Historie van de Oldijk - Ezinge

Deel 27 “De Spaanse griep”

De zomer van 1918 was voorbij; wij hadden weer twee weken vakantie gehad en Ko en ik hadden ons best gedaan met aren lezen. Nu begon het ons geducht te vervelen, vooral omdat de buurkinderen alle dagen speelden en genoten van de vrijheid. Wij moesten ’s morgens al om acht uur beginnen en wij “werkten ”tot zes uur, gezond was het wel. Maar toen we de laatste vrijdag van de vakantie naar oom en tante mochten op Aalsum, was dat een grootse beloning voor al ons ploeteren.
’t Was een prachtige augustusdag. We liepen door de landen, kwamen langs ons geboortehuis, door Oldehove naar Aalsum; ik had mijn grote schoenen aan, dat was wat anders dan die klompen waarin ik tot nu toe gelopen had.
Oom, tante en grootmoe verwachtten ons en oom liet ons alle heerlijkheden zien die wij die dag mochten opeten. Er waren nog rode en witte aalbessen, kruisbessen, grote meelperen, appels in soorten en pruimen.
Dat was luilekkerland met een hoofdletter. We waren de zonnebrand op de klompen nu gauw te boven. Tante had een pan chocola voor ons klaar en we werden volgestopt met ongekende hoog gewaardeerde lekkernijen.
Die dag was te gauw voorbij en laat in de stille avond kwamen we weer thuis. We zongen de lof op oom, tante en grootmoe, die een mandje pruimen meegegeven had.
Vader las ’s avonds het nieuws uit de krant en wij hoorden van de loopgravenoorlog, die nu al vanaf 1914 werd gevoerd van Bazel tot Dixmuiden. Wij hoorden van generaal Foch, van Hindenburg en van de revolutie in Rusland.
Zo kwam 11 november 1918, de wapenstilstand werd getekend in een bos in Frankrijk: “op 11 november om elf uur vielen de laatste schoten”. Toen was er weer vrede. Bijna 10.000.000 mensen waren omgekomen door deze oorlog.
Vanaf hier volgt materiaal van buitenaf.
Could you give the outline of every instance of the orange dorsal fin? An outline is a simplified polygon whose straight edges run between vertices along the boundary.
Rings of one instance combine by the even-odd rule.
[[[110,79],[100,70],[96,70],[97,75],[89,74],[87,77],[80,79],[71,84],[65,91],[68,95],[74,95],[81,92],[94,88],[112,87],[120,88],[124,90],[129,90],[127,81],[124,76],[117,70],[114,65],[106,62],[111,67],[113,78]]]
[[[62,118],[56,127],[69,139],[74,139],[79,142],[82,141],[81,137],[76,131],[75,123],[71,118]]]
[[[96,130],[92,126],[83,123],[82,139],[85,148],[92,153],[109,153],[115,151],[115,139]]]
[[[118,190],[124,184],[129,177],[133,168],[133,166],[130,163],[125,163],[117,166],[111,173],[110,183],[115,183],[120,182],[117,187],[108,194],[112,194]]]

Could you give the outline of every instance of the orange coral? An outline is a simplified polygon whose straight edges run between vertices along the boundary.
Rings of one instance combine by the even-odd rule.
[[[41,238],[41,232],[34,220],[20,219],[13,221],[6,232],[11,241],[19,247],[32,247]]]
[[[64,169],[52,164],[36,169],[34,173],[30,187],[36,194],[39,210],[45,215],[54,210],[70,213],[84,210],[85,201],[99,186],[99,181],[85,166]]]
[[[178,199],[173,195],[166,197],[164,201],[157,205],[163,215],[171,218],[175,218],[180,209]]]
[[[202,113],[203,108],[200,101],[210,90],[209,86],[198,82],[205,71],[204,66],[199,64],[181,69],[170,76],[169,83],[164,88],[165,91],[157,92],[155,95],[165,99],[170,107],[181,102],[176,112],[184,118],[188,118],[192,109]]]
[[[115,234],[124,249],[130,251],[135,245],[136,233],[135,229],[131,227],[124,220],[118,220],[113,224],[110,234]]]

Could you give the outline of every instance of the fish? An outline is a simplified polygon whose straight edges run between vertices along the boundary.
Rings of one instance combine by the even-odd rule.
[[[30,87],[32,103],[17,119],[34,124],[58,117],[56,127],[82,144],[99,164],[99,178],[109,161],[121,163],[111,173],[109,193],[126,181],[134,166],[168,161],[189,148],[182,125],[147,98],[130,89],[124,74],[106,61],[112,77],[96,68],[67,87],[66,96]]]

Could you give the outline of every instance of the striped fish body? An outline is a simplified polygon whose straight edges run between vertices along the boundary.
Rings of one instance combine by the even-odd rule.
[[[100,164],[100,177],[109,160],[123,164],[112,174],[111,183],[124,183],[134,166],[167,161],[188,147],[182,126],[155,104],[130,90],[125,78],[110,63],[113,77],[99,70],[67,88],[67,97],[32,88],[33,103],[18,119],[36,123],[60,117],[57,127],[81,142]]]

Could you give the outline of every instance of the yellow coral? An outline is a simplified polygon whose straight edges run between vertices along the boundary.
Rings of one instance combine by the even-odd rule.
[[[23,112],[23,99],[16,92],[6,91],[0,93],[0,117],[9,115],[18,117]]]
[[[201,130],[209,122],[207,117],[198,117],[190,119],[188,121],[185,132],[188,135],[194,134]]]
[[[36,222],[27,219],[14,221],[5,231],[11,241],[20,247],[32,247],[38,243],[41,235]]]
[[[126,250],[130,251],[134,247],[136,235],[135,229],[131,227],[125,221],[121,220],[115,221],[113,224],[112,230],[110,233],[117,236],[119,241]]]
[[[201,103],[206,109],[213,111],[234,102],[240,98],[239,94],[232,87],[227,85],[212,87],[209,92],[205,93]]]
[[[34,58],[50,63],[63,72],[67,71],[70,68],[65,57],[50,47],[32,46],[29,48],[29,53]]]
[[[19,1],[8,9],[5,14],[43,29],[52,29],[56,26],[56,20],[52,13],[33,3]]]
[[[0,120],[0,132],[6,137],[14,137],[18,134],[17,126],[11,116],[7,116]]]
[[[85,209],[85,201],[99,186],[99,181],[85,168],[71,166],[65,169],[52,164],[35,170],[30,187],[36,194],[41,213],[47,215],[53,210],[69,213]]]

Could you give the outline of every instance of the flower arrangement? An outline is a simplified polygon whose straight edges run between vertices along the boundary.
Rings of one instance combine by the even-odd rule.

Rotterdamsch Nieuwsblad van 12 november 1918 (Delpher)

En in november al, ging de influenza of de Spaanse griep heersen, een geheimzinnige ziekte die overal kwam; later zei een dokter “het was longpest”, maar toen de ziekte optrad, eerst in Spanje en later in heel Europa, praatte men over de Spaanse griep.
De dokters stonden machteloos en overal in de wereld kwam deze ziekte, alleen op Sint Helena, het verbanningsoord van Napoleon heerste de ziekte niet. Later becijferde men het aantal doden, slachtoffers op 20.000.000.
Vooral jonge mensen van 20 tot 35 jaar stierven; het begon met koude rillingen, dan kwam de koorts tot 40 graden en als er longontsteking bij kwam was het bijna altijd dodelijk.
In Amsterdam en Groningen werden de scholen gesloten, wij gingen gewoon naar school en in mijn klas (klas 5) was op een keer de helft thuis.
Op een zaterdagmorgen kwam Hielko Rozema bij ons om de bestelling op te halen; hij was veel stiller dan anders en maakte helemaal geen grapjes tegen ons. Moeder vroeg hem: “Scheelt er wat aan Hielko?” “’k Voel me niks lekker, ik ga maar gauw naar huis”. Toen reed Hielko, met mij op de bagagedrager, van de dijk naar de weg, daar liet hij me afstappen.
“Morgen zal ik wel niet in de kerk komen, Bertje. Ik ga straks gauw onder de wol”.
Dat was ons laatste gesprek. Hielko, die vriend van me, die ik al wel zes jaar kende, die altijd wat leuks tegen ons zei. Hielko van de notarisappels van Sint Martinus; in de kerk zagen we hem altijd zitten. Hij zwaaide altijd tegen mij, ook als hij voorbij de school fietste en wij op het plein speelden.
Die zondag was hij niet in de kerk, de volgende dinsdag stierf hij en op zaterdag, een week na het bezoek, werd hij begraven op ’t kerkhof van Saaksum.
Hielko was 23 of 24 jaar, hij was één van die jonge mensen die toen bij tientallen stierven.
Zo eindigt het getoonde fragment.